Research

Dysfunction of the immune system is central to disease progression in cancer and chronic viral infection. The Sen laboratory investigates the regulation of T cell dysfunction and explores epigenetic approaches for T cell engineering. Our work lies at the interface of human immunology, systems biology, and functional epigenomics – merging clinical observations with mechanistic mouse studies to develop novel therapeutic strategies.

We have found that the regulatory “circuitry” of dysfunctional T cells differs remarkably from functional T cells fighting off acute viruses. By comparing chronic viral infections and cancer, we showed that this altered epigenetic wiring is a fundamental adaptation to chronic diseases and cannot be rescued by current treatments. Therefore, improved mechanistic understanding of this altered regulation will be critically important for reversing cancer-associated immune dysfunction. We are also exploring radical new approaches where we can “tune” specific components of the circuitry in immune cells to fix their pathological state in cancer while preserving their physiological role in other contexts, so we that we can minimize unwanted side-effects in patients. The fundamental questions we try to answer through our work in the lab are:

How do T cells commit to exhaustion?

T cell exhaustion, like many cellular differentiation processes, develops with a continuum of phenotypic and functional intermediate states. This prompts the question, what are the earliest signaling pathways that drive commitment to an exhausted T cell phenotype? Our previous work showed that changes in chromatin accessibility during chronic infection clearly precede functional deficits and are far more extensive than changes in gene expression. We are now exploring how these early regulatory changes initiate an exhausted epigenetic state that eventually becomes fixed and mediates downstream functional deficits.

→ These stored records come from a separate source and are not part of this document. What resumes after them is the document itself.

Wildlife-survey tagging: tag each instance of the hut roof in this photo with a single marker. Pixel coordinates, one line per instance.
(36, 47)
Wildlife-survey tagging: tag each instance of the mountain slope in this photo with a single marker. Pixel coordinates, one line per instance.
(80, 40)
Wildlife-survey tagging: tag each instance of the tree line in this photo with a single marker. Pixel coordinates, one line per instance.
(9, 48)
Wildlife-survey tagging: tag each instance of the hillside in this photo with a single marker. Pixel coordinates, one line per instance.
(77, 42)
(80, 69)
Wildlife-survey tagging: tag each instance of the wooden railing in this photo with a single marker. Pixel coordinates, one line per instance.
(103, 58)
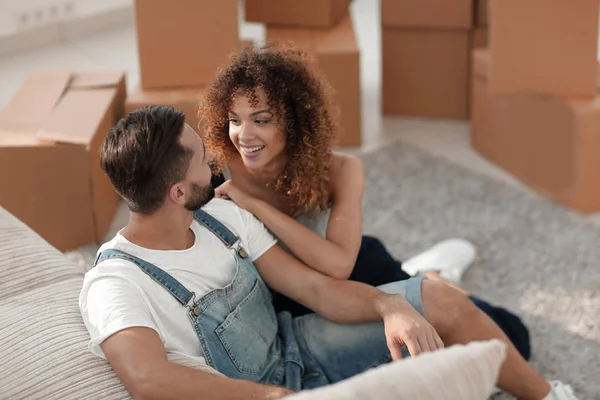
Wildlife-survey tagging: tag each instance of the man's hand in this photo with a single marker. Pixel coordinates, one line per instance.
(230, 191)
(405, 326)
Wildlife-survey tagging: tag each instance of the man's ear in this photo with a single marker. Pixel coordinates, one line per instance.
(177, 193)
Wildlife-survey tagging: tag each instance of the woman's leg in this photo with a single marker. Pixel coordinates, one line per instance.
(376, 266)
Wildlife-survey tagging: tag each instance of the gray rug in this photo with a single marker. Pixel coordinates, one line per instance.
(534, 257)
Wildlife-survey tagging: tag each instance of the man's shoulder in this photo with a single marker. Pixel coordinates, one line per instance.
(226, 212)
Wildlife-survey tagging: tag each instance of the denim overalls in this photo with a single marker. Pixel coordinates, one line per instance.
(243, 338)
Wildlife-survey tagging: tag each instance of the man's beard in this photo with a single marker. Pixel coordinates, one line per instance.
(200, 196)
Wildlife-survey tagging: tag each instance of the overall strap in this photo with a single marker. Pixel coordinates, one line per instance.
(221, 231)
(172, 285)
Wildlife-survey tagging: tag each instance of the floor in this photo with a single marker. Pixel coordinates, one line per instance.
(116, 49)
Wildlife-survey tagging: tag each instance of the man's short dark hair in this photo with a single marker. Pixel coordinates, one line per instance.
(143, 157)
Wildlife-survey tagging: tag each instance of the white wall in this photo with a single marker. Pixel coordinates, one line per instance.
(22, 15)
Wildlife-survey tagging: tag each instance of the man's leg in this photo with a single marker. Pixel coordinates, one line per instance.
(346, 350)
(458, 320)
(340, 351)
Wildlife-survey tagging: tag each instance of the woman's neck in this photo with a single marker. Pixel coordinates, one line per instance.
(266, 174)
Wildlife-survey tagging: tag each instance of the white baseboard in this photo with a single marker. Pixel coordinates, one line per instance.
(73, 28)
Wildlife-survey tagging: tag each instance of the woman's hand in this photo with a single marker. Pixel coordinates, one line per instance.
(230, 191)
(405, 326)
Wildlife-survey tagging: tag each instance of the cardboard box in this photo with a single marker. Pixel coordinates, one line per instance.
(338, 57)
(182, 43)
(297, 13)
(186, 100)
(549, 143)
(480, 37)
(544, 46)
(444, 14)
(481, 13)
(425, 72)
(50, 176)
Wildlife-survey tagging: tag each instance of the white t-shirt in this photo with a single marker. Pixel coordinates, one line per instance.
(117, 294)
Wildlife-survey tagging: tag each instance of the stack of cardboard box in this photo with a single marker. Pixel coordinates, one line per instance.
(181, 44)
(535, 102)
(50, 133)
(425, 57)
(480, 33)
(324, 28)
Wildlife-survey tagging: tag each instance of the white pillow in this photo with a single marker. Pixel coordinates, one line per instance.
(459, 372)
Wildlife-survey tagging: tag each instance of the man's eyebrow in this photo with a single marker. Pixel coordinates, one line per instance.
(260, 112)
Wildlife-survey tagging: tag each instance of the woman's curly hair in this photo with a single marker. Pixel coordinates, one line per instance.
(301, 99)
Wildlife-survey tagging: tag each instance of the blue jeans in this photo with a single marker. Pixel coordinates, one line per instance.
(242, 337)
(375, 266)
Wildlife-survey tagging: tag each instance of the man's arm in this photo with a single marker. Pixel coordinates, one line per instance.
(138, 357)
(349, 302)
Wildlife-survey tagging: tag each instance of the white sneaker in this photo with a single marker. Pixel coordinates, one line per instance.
(560, 391)
(450, 257)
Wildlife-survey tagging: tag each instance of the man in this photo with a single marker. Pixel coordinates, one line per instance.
(175, 280)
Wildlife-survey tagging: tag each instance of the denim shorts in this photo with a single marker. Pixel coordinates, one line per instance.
(333, 352)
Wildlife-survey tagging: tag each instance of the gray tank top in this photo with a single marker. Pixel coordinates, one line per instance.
(316, 221)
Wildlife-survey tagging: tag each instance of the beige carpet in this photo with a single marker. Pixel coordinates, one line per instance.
(534, 257)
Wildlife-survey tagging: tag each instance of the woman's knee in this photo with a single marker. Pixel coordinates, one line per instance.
(445, 306)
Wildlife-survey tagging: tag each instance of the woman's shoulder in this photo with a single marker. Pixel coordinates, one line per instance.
(345, 166)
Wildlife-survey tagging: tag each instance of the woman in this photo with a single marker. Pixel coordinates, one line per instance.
(269, 125)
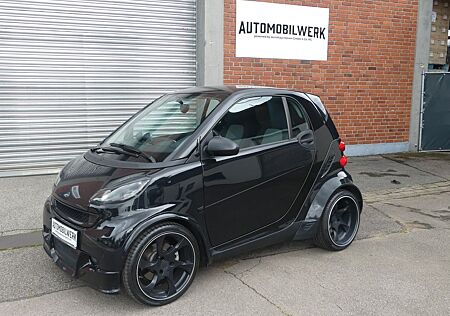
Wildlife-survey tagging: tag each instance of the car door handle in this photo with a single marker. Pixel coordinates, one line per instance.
(306, 138)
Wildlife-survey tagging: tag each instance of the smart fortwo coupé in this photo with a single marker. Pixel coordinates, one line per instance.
(195, 176)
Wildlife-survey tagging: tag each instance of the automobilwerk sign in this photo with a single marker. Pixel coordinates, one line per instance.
(270, 30)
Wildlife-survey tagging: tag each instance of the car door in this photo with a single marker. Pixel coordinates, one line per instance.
(256, 187)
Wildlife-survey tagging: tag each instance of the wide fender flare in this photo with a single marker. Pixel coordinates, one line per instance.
(188, 222)
(340, 181)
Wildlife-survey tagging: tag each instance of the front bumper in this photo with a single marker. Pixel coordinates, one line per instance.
(84, 262)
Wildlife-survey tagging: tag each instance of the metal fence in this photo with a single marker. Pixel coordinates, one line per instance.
(435, 113)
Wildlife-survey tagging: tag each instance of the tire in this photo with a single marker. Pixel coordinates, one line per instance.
(161, 264)
(339, 223)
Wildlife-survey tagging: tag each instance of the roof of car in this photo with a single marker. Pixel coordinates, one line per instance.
(230, 89)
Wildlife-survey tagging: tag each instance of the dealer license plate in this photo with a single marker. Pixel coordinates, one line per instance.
(64, 233)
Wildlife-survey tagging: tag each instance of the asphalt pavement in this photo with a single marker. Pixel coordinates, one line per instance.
(399, 264)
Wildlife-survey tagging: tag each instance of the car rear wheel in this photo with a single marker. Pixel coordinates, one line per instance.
(339, 223)
(161, 264)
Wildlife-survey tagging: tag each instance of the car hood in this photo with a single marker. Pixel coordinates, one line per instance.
(80, 179)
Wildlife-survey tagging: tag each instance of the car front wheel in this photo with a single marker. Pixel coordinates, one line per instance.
(339, 223)
(161, 264)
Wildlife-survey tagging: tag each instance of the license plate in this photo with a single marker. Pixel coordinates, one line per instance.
(64, 233)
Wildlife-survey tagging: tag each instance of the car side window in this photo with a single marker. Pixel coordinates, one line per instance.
(299, 122)
(254, 121)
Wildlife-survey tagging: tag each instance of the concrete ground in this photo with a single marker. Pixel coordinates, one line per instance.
(399, 264)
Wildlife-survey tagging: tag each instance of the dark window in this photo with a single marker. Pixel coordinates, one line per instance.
(298, 117)
(255, 121)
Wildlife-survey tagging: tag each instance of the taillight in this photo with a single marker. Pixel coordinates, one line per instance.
(343, 161)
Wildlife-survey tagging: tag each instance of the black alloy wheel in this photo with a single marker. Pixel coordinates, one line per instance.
(339, 223)
(161, 264)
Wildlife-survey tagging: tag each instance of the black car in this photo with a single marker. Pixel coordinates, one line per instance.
(196, 176)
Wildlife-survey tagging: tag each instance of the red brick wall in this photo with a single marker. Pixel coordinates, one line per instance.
(367, 81)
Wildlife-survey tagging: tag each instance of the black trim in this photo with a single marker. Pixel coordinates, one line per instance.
(100, 160)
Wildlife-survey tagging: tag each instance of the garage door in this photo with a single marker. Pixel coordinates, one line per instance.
(72, 71)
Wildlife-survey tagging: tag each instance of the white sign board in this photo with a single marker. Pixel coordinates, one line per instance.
(282, 31)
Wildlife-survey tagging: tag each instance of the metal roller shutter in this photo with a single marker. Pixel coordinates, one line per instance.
(72, 71)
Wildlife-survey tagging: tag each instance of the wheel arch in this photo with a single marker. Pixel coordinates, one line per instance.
(184, 221)
(340, 181)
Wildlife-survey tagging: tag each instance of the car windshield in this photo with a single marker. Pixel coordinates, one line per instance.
(164, 125)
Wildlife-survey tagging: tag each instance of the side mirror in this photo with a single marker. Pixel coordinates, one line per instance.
(221, 146)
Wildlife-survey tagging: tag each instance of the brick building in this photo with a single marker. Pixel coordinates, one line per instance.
(366, 83)
(72, 71)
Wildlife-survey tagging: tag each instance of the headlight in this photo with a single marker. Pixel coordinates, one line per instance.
(119, 194)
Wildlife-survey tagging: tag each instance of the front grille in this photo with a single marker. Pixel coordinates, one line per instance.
(75, 215)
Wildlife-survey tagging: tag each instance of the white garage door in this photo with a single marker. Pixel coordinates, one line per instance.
(72, 71)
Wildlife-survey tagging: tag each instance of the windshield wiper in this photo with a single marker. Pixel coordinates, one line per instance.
(132, 150)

How does the specific tumor environment shape T cell exhaustion?

Despite a new recognition and interest in the biology of exhausted T cells as the targets of cancer immunotherapies, major questions remain about the impact of exhausted T cells in human tumors and the specific tumor contexts in which they arise. By mapping chromatin accessibility changes in several contexts of T cell exhaustion, our group has defined both common features of T cell exhaustion and disease-specific imprints of the unique microenvironment.

Critically, we have identified a core epigenetic signature, independent of disease-specific milieu, that can act as a precise biomarker of the exhausted state. We are now defining context-dependent differences in exhaustion that are induced by different mutations, treatment regimens etc. in immunotherapy-resistant tumors for rational prioritization of new therapeutic candidates.

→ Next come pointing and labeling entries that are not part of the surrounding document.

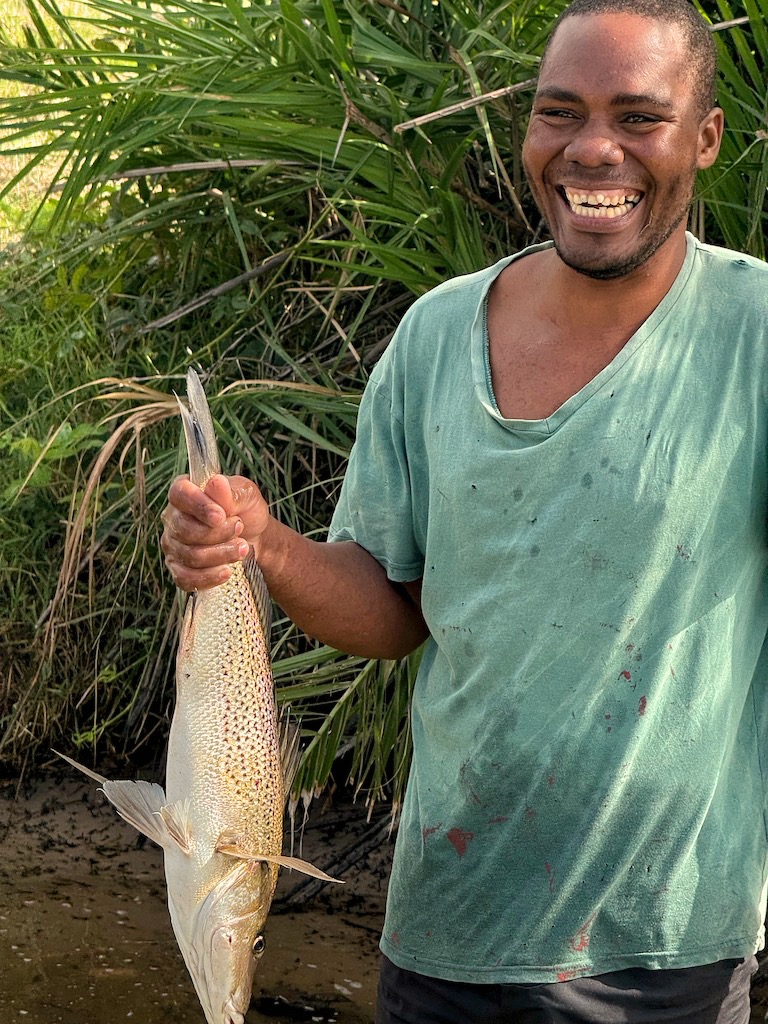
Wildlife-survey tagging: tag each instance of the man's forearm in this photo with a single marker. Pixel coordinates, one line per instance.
(339, 594)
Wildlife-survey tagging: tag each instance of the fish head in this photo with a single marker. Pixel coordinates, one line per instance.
(223, 941)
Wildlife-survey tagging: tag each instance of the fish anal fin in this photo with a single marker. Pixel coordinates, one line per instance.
(176, 818)
(140, 804)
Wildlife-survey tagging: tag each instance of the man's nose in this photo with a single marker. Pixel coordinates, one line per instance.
(594, 146)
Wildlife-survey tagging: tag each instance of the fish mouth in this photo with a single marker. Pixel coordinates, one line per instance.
(600, 204)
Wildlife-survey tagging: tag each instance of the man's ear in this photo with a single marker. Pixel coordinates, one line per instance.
(710, 137)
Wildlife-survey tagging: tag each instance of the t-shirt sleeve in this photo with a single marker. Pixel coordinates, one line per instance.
(376, 508)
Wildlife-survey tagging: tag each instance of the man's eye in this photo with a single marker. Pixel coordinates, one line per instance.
(557, 113)
(640, 119)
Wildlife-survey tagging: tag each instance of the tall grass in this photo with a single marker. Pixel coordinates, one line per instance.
(258, 189)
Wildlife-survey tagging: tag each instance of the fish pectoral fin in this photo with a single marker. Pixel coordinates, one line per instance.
(230, 846)
(296, 864)
(176, 818)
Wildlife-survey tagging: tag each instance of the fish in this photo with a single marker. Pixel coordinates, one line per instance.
(229, 767)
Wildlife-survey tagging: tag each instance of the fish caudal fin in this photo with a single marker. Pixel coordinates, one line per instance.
(142, 805)
(201, 438)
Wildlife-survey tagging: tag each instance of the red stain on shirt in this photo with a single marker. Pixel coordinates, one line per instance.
(551, 876)
(460, 839)
(581, 940)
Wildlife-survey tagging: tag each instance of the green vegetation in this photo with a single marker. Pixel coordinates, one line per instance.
(242, 187)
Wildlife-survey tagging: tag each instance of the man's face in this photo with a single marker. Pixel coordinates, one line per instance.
(614, 141)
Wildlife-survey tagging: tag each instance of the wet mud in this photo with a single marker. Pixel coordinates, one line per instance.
(85, 936)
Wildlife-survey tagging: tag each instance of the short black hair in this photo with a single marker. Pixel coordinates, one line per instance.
(698, 38)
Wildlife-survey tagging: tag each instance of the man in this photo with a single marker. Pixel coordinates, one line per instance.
(560, 479)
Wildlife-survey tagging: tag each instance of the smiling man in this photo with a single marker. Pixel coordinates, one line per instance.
(560, 483)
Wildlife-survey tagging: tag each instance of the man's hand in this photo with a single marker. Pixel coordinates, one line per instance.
(207, 530)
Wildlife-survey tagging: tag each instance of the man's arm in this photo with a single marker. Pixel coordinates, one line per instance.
(337, 593)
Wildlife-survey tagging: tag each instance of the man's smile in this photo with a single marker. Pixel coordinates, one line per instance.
(603, 204)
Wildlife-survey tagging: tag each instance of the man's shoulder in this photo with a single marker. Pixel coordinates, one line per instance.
(719, 259)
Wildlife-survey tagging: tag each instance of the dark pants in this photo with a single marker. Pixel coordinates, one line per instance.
(716, 993)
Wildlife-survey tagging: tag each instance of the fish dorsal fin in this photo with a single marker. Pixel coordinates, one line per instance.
(289, 736)
(201, 438)
(260, 594)
(176, 818)
(142, 805)
(230, 845)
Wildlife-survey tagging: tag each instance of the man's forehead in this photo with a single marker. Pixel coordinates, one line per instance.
(617, 99)
(626, 55)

How can we rescue exhausted T cells?

Our previous work suggests that many current therapeutic modalities, such as PD-1 checkpoint blockade in tumors or curative therapy in chronic infection, cannot reverse the epigenetic changes associated with exhaustion. Therefore, the most successful strategies to address T cell exhaustion must prevent the early establishment of this exhaustion program – for example, editing exhaustion-specific enhancers in T cells could be used to prevent chronic expression of inhibitory genes without knocking out the gene itself and so minimizing unwanted side effects. The Sen lab is empirically mapping the minimal regulatory features that can be targeted to avoid exhaustion and developing strategies for epigenetic reprogramming to complement immune checkpoint blockade therapy.